My point was that he unlikelihood of an event, does not in any way evidence a supernatural explanation. As this is of course fallacious.
Indeed, but it would call for a re-examining of our understanding of that natural process, not to abandon natural explanations for supernatural ones, which we have no evidence for. Parenthetically, we only have an anecdotal claim that anything happened at all of course, and so don’t have enough information to form any explanation. All this story justifies is withholding belief from the claim it is a supernatural miracle.
Why?
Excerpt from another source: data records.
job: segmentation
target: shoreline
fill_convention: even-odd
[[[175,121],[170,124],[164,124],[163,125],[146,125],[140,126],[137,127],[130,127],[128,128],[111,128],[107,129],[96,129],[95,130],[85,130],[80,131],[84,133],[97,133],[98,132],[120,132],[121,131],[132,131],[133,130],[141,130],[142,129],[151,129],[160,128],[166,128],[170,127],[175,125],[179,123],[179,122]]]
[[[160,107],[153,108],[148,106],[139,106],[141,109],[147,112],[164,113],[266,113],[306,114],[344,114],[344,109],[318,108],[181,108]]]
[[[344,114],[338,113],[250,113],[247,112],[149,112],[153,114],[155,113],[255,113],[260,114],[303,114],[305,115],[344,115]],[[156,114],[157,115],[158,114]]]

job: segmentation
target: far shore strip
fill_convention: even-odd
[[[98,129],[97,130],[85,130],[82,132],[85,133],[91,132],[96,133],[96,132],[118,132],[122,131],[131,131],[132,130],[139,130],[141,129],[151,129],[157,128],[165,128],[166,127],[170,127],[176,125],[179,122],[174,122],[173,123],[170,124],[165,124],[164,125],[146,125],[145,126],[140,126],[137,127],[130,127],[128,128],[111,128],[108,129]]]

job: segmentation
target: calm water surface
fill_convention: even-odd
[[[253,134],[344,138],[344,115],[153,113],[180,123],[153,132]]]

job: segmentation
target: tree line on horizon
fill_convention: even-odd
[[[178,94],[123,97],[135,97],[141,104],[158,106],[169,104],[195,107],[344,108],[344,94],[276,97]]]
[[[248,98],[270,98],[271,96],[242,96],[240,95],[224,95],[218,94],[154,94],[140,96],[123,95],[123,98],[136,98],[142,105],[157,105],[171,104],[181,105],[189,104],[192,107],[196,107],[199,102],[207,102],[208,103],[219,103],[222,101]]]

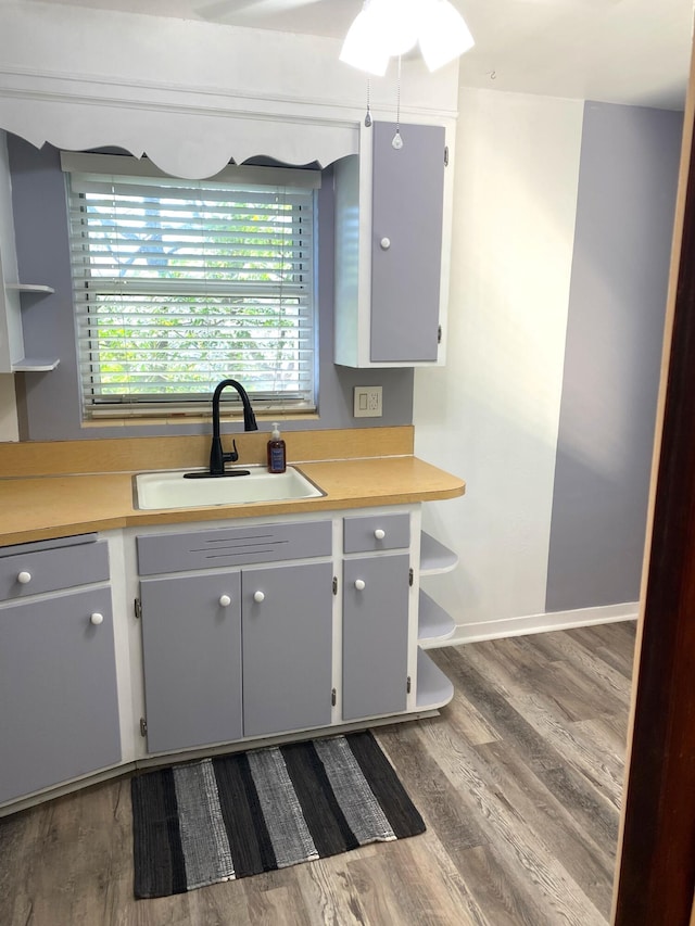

This is again fallacious reasoning, since in logic nothing can be asserted as true, because we lack a contrary explanation, as I explained this is called an argumentum ad ignorantiam fallacy.
[2] Cat exhibits symptoms thereof for a period of time …
[3] Cat’s immune system wins the battle against the infection …
[4] Cat exhibits signs of recovery.
Meanwhile, some mythology addled person recites some mantra from his religion, at just the right time for the transition from [3] to [4] to take place, and thinks something magic has happened.
It didn’t happen! my friends arm didn’t heal instantly, it took the usual expected course of healing.
There are people who think ‘miracles’ aren’t violations of physical or natural laws, we just don’t understand what looks like violations of those laws. Yet, its still attributed to god, or something supernatural. I have problems with that idea however.
In the theoretical case of a fracture healing in seconds, I would ask why doesn’t it heal that quickly on a regular basis? If it really is a natural process? Why does it usually take weeks and months, even years to completely heal in most cases. Sometimes fractures don’t completely heal.
If the sky daddy believers would like to use someone being healed as some sort of evidence for the efficacy of prayer and/or as evidence for the existence of their sky daddy, why don’t they fucking choose conditions that are known to be impossible to heal naturally, not just cases where the immune system does its job, or conditions that are known to heal over time, or conditions that heal due to modern medicine? Invariably, what you see as “proof” for the healing powers of their sky daddy/Jebus fetish figure/etc are diffuse conditions where there is no way to actually measure an objective improvement of the condition, nor to separate the effect of modern medicine from prayer shit. You never see e.g. amputees being healed by that Jesus wanker. If the prayer circle jerks are so effective, why don’t they try to make amputated legs or arms grow back?